A more generous health insurance scheme is generally associated with improved population heath and can reduce health inequities, particularly for vulnerable groups. Despite China’s continuous reform efforts to provide migrant workers with more opportunities to participate in urban health insurance schemes, the inequity in the distribution of basic health insurance remains [21]. Urban health insurance still maintains restrictions on migrant workers. Due to their lower education, unstable employment, lack of long-term contracts and lack of local household registration in host cities, many migrant workers are still excluded from the urban health insurance system. However, compared with the NRCMS, urban health insurance, including UEBMI and URBMI, has a more generous benefit package. Meanwhile, migrant workers spend more time in cities than in rural areas over the course of a whole year because they need to work in urban cities. Therefore, relaxing restrictions on urban basic health insurance and encouraging migrant workers to participate in the urban health insurance system can not only enable such workers to obtain a higher medical expense reimbursement rate but also improve the accessibility of medical services and the health status of migrant workers.

Although there are more health insurance schemes for migrant workers to choose from, the NRCMS is still the first choice for most migrant workers. However, some discriminatory policies in the NRCMS, such as acquiring lower reimbursement rates if enrolees see an out-of-county doctor, have created obstacles to migrant workers’ utilization of medical services, which is negatively correlated with the SRH status of migrant workers. Therefore, policy makers should gradually eliminate the discriminatory policies of the NRCMS and promote the role of the NRCMS in improving the accessibility of medical services for migrant workers.

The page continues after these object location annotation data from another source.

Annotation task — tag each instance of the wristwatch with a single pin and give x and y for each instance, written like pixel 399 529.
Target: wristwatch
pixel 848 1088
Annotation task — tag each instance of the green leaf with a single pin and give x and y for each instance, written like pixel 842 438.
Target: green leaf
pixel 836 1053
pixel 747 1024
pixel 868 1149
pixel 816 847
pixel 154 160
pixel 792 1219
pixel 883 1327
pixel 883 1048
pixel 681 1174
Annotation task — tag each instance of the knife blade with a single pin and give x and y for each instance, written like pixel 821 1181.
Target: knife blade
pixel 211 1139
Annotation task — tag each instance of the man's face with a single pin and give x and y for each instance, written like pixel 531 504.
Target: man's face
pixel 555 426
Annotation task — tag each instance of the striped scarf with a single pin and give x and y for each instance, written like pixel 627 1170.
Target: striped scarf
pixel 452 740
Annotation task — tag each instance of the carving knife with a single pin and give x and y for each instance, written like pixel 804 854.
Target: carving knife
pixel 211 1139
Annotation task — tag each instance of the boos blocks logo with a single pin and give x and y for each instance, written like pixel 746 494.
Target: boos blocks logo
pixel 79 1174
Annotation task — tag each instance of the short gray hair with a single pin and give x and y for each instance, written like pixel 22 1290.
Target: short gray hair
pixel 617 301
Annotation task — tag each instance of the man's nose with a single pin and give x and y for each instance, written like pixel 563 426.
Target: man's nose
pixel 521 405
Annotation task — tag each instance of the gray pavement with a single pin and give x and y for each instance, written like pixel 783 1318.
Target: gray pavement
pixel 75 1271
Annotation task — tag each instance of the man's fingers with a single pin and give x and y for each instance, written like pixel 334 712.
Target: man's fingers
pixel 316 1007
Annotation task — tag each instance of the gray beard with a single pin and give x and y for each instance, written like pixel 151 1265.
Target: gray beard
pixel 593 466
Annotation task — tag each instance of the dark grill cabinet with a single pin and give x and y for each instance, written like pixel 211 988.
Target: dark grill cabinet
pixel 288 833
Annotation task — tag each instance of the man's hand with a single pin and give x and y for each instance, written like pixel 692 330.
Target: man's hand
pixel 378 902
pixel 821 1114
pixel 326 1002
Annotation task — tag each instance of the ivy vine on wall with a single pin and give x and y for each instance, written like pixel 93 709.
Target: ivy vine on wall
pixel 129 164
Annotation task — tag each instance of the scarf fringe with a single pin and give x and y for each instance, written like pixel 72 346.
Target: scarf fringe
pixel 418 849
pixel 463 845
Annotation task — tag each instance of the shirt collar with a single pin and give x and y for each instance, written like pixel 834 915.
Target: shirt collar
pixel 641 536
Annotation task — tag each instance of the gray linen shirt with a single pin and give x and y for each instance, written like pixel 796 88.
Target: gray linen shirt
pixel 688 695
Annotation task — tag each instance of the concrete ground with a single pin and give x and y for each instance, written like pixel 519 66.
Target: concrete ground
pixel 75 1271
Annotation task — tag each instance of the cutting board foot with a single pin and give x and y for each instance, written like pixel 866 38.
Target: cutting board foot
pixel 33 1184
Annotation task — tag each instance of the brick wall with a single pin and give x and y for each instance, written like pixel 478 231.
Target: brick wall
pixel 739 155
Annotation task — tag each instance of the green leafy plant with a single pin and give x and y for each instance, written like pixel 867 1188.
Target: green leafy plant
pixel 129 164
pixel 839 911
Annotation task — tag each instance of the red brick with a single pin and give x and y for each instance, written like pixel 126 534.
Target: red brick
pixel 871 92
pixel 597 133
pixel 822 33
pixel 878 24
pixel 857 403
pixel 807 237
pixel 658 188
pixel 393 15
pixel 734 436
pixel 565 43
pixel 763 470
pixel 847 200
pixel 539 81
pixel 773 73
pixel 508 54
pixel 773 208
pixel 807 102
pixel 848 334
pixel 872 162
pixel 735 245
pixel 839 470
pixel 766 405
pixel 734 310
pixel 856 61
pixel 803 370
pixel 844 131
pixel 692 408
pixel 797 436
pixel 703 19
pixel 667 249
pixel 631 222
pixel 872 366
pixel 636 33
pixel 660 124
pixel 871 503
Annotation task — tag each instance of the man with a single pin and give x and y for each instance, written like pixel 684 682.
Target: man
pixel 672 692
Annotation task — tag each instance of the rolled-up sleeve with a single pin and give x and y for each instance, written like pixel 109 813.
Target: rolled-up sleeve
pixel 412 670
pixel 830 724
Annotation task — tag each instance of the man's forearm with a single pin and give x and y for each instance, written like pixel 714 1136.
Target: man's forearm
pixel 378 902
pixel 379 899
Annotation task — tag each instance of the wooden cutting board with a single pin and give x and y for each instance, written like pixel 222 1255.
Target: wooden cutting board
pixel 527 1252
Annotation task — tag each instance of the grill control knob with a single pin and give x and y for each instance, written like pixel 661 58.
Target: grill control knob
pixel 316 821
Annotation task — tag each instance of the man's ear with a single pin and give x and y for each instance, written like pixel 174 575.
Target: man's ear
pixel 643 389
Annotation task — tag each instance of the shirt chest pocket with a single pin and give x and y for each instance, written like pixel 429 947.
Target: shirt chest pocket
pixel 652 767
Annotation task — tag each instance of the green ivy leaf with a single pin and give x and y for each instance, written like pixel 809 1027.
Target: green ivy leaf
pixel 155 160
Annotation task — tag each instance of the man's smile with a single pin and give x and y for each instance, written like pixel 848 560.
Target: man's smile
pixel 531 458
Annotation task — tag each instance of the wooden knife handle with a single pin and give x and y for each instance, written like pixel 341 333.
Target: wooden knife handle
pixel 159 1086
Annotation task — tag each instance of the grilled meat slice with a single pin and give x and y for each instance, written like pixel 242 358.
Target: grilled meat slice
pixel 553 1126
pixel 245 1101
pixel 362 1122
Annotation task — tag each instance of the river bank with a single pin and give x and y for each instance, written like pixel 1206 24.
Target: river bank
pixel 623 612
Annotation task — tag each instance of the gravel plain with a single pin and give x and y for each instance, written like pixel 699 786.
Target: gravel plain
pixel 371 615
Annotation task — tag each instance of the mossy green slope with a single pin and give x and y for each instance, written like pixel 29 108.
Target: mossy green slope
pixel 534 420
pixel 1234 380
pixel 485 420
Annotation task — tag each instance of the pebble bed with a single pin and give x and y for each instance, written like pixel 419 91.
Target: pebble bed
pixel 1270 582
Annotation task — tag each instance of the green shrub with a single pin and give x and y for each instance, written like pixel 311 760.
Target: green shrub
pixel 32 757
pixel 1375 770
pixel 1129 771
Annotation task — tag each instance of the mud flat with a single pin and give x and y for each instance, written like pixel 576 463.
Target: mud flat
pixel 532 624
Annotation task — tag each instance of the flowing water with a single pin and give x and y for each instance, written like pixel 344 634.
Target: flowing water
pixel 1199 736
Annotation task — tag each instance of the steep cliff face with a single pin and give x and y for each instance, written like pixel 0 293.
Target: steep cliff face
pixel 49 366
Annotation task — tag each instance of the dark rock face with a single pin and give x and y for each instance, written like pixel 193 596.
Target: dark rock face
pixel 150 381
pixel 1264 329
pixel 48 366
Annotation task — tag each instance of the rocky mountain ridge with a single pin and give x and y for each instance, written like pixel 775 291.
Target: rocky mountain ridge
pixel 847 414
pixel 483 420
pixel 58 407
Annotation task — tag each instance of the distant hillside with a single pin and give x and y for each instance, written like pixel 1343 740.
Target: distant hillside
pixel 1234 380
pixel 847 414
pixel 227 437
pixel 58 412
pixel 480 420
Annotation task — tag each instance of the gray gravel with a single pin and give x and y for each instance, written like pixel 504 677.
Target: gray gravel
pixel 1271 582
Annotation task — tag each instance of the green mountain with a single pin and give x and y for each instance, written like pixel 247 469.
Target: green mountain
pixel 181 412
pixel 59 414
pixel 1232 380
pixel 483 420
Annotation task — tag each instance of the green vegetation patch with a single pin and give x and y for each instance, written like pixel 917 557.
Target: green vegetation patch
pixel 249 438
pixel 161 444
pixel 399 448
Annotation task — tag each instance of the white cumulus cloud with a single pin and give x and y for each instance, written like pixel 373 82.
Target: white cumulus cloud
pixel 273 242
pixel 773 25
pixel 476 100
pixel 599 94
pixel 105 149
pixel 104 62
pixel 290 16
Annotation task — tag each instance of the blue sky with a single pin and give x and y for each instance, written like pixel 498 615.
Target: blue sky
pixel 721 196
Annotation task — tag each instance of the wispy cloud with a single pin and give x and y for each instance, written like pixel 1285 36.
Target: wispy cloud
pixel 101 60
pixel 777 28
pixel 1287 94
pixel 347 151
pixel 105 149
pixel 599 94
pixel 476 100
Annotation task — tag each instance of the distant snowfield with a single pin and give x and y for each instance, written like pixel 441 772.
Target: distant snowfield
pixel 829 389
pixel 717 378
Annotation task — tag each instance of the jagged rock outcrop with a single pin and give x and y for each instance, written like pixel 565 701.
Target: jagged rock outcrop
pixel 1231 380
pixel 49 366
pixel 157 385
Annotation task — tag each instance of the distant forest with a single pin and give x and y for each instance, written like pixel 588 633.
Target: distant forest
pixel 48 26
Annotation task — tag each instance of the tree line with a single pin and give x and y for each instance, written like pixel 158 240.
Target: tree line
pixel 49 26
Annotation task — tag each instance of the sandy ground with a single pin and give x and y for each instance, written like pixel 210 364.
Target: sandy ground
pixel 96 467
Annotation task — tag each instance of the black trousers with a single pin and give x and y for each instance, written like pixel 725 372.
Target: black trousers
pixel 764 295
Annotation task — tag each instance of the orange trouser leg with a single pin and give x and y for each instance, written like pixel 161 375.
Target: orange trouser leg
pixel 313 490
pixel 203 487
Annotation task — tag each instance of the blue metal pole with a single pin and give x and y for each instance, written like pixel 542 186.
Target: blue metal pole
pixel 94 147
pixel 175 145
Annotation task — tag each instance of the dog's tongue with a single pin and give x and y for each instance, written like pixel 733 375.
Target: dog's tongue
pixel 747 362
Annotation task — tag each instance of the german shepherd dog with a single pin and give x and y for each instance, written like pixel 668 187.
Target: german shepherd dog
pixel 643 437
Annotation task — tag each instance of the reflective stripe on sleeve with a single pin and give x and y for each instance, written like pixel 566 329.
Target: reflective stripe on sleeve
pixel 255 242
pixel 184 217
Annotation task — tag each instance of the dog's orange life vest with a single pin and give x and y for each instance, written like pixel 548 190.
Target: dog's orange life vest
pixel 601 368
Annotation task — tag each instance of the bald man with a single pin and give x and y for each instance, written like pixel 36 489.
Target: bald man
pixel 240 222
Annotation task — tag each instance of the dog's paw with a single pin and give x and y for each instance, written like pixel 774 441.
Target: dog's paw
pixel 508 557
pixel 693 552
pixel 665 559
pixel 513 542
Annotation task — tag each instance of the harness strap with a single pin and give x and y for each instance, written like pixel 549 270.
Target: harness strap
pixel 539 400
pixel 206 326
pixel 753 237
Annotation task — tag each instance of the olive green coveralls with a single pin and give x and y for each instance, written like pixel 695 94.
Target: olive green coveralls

In addition, the fragmentation of China’s whole health insurance system not only violates the principle of fairness but also is contrary to the characteristics of the high mobility of migrant workers, which is not conducive to economic and social development. Thus, expanding the coverage of the current schemes alone is unlikely to be effective in satisfying migrant workers’ medical needs, as urban and rural health insurance schemes are administered independently. Reducing this fragmentation is necessary to promote equity in acquiring health services [5]. Thus, policy makers should fill the “gaps” between platforms and continue to promote the integration of urban and rural health insurance. Additionally, they should make insurance benefits portable and transferable across employment sectors and geographic regions.